TBVI, a spin off of the EU funded FP6 project TBVAC, facilitates and coordinates the development of new vaccines. It was officially launched on November 13, 2008 at an International Conference on Poverty-Related Diseases (PRD), organised by the European Commission DG Research. TBVI fosters development of new vaccines against tuberculosis through projects in which research institutes collaborate with pharmaceutical companies, including SME’s.
Tuberculosis is an increasing danger for global health also for Europe. New discoveries and technologies are necessary to deliver second generation vaccines enabling the objective of eliminating tuberculosis by 2050. This objective will be reached by the translation of discoveries into concrete vaccines and diagnostics. TBVI stimulates and brokers this translation. As a consequence European Research capacity is strengthened and contributes to the European Knowledge based economy.
TBVI and FIT Biotech are delighted to announce their partnership. FIT is an SME based in Tampere, Finland. It has developed and owns innovative technology which significantly increases the efficacy of DNA vaccination, called GTU® technology. The partnership with the TBVI consortium will allow translation of FIT’s promising GTU® technology into concrete new vaccines against tuberculosis. This collaboration will enhance progress on the development of new vaccines acquired under the EU sponsored programs.
Potentially successful candidate vaccines are waiting to be exploited, says Professor Paul Henri Lambert of the medical faculty of the University of Geneva. Lambert is chair of the steering committee of TBVI. He has held various positions at the WHO in the field of vaccine development and has more than three hundred scientific publications to his name.

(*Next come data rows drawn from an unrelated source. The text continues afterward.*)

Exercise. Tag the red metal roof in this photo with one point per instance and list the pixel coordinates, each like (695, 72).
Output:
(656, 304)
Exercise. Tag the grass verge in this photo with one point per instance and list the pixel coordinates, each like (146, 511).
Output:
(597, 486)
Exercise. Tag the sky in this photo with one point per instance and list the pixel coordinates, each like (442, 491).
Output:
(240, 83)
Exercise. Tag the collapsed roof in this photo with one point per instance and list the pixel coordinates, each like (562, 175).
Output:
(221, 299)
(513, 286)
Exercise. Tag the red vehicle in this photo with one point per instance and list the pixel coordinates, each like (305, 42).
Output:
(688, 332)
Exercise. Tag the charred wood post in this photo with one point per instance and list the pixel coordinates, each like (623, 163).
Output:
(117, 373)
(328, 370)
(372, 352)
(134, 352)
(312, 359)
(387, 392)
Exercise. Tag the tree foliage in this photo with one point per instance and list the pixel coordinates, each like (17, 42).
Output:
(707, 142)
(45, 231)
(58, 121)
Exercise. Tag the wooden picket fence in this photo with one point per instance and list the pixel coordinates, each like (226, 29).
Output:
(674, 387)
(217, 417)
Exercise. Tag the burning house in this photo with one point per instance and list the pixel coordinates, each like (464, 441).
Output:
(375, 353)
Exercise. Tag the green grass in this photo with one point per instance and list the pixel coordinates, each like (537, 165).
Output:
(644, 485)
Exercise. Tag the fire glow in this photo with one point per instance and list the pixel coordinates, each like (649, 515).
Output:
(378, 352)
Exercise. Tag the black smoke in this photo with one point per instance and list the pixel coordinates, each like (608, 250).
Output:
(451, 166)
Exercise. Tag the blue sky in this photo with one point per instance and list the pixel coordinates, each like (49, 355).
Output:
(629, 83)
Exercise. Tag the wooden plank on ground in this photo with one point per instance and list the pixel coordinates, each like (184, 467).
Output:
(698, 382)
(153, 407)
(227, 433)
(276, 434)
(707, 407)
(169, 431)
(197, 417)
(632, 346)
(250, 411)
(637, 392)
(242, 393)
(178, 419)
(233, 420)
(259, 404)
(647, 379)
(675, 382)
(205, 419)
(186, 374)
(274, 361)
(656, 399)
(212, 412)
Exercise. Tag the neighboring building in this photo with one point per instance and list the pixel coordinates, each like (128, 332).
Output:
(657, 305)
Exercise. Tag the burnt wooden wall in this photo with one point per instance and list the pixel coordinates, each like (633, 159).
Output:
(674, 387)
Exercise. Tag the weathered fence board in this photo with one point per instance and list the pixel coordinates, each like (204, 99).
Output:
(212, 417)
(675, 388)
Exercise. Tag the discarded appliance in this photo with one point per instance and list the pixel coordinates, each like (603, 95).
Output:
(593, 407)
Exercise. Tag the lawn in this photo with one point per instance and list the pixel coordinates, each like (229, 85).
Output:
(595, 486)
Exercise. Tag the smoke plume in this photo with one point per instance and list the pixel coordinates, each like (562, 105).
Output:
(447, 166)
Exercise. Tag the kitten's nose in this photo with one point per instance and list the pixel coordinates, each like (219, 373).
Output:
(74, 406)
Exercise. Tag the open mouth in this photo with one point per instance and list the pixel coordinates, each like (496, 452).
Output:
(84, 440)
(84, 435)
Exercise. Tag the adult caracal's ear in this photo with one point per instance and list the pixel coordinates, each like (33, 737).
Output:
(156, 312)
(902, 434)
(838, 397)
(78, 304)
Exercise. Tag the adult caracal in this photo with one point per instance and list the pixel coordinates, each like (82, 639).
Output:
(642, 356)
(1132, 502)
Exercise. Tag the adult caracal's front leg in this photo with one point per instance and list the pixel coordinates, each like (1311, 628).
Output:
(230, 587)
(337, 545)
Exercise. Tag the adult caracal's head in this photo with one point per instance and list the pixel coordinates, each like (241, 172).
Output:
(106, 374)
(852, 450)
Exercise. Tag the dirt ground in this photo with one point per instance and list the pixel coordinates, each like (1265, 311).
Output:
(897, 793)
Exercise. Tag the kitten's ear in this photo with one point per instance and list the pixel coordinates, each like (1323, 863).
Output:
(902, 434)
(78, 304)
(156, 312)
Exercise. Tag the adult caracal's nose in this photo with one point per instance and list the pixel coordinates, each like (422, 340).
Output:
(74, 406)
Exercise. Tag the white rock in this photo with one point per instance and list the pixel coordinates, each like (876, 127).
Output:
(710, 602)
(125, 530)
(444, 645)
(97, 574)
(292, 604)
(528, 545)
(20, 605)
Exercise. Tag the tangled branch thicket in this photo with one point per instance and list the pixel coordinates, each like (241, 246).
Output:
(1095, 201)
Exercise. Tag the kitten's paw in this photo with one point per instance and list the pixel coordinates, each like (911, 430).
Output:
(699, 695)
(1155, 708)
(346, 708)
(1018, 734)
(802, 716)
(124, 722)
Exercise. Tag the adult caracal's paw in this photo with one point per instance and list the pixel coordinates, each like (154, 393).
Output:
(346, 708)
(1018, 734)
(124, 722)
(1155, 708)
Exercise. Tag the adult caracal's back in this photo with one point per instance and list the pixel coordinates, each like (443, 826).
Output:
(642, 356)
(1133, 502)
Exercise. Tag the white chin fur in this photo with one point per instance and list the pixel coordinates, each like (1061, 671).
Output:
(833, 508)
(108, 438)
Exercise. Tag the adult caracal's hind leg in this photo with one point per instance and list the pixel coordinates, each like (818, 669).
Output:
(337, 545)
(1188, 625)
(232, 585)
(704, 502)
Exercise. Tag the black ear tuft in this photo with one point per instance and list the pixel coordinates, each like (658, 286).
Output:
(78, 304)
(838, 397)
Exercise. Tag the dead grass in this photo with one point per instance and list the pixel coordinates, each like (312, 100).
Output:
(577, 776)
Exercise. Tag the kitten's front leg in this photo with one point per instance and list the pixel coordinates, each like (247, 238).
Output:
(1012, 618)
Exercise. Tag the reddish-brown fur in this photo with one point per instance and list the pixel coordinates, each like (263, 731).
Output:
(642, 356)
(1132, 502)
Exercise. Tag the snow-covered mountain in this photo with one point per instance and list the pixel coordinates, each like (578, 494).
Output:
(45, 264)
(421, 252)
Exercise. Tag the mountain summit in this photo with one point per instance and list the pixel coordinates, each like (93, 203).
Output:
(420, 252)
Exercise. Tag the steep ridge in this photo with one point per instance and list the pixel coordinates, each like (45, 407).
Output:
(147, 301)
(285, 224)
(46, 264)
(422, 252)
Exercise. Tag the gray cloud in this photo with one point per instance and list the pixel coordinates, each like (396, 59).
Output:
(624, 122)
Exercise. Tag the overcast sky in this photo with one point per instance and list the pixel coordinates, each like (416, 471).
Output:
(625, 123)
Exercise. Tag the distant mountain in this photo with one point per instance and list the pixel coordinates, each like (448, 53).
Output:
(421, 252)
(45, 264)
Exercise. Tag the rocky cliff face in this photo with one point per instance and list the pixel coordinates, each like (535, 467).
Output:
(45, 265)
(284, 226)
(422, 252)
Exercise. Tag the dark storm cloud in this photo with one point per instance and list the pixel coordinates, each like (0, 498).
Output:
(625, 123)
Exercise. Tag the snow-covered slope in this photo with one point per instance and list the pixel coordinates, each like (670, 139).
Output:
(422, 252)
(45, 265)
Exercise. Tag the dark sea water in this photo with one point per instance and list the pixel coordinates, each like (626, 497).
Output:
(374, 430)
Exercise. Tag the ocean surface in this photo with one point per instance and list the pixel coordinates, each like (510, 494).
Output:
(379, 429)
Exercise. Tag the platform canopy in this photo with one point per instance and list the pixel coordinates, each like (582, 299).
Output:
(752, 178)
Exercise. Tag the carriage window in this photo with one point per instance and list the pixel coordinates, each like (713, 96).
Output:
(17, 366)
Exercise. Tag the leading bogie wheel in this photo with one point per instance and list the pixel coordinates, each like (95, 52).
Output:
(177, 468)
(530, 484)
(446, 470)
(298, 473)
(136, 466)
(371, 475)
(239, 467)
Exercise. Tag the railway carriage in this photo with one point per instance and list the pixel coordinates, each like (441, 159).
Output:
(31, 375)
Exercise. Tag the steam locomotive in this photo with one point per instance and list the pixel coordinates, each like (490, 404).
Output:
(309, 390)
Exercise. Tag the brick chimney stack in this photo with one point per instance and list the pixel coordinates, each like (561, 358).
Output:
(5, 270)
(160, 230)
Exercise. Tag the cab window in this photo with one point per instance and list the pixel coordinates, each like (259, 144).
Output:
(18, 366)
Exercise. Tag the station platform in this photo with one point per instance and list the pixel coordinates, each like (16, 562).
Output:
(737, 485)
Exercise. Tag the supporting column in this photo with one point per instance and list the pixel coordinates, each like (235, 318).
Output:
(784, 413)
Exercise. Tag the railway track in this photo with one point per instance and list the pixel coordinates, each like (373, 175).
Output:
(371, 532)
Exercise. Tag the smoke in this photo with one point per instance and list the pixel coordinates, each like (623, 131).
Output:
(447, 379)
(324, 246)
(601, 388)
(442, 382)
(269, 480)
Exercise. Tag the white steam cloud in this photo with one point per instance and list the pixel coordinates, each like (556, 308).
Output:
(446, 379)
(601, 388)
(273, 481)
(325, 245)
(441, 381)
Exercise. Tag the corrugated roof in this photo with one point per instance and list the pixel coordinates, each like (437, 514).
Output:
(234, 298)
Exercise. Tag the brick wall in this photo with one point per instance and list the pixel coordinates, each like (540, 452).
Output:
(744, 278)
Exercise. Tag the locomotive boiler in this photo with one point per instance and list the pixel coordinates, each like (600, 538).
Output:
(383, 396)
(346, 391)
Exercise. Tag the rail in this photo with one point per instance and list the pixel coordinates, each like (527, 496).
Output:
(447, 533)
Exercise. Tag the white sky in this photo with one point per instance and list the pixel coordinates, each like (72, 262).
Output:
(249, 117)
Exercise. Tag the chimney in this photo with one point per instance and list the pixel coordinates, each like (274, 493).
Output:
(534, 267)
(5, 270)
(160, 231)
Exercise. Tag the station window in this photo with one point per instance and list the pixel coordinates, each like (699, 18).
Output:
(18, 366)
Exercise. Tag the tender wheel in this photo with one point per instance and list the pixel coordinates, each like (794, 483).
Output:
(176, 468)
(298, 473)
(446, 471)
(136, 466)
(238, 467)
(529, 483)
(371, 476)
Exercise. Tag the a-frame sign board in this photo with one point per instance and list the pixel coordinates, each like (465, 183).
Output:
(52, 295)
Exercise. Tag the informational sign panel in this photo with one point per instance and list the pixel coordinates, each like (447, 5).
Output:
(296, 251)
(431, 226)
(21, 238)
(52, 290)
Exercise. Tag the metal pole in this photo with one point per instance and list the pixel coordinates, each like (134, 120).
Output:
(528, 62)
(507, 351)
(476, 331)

According to Lambert, the collaboration with FIT enhances chances ‘to move TB vaccines from scientific dreams to industrial reality. This collaboration will profit from the collaboration of the best scientists belonging to high-level research groups in Europe, all of whom collaborate in TBVI. That is unique.’
Dr. Peter Piot, former Executive Director of UNAIDS, presently affiliated at Imperial College in London and member of the board of trustees of TBVI says that TBVI is a very much needed innovative model to translate discovery into usable vaccines. It is complementary to existing models and foundations and merits strong support from governments and other sources. Its success will help to control Tuberculosis and reduce the heavy burden of Tuberculosis in HIV/AIDS infected people.
The Tuberculosis Vaccine Initiative arose out of the successful TB Vaccine Cluster and TB-VAC projects, in which European research funds (from the EU’s Framework Programme for Research and Technological Development, FP-5 and FP-6) were used to link up scientific research and industrial development within a unique consortium with the objective of identifying good candidates for new vaccines. Four candidate vaccines supported through these projects are now in clinical development and evaluated in phase I and II clinical trials.